Have a question about this project? Sign up for a free GitHub account to open an issue and contact its maintainers and the community.

By clicking “Sign up for GitHub”, you agree to our terms of service and privacy statement. We’ll occasionally send you account related emails.

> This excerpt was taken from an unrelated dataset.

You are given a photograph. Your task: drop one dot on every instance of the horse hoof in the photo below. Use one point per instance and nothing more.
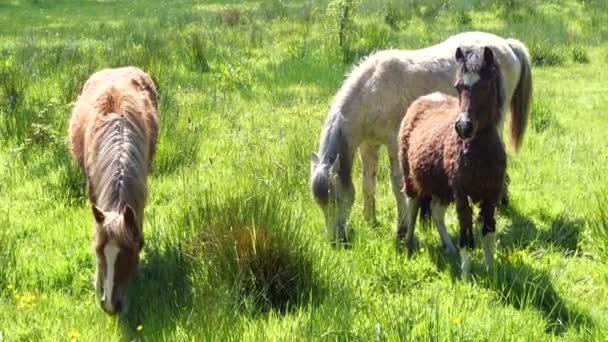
(450, 249)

Already on GitHub? Sign in to your account

Race condition when reading speclib from two instances #180

Open
mschwoer opened this issue Jun 12, 2024 · 7 comments
Open

Race condition when reading speclib from two instances #180

mschwoer opened this issue Jun 12, 2024 · 7 comments
Assignees

Comments

@mschwoer
Copy link
Contributor

Describe the bug
When two alphaDIA instance access the same speclib file (for reading) in the same instance of time, alphabase throws an error (see below).

Expected behavior
No error, as the file is just opened for reading in this cases
I think the problem is that files are opened for 'a' here (hdf.py)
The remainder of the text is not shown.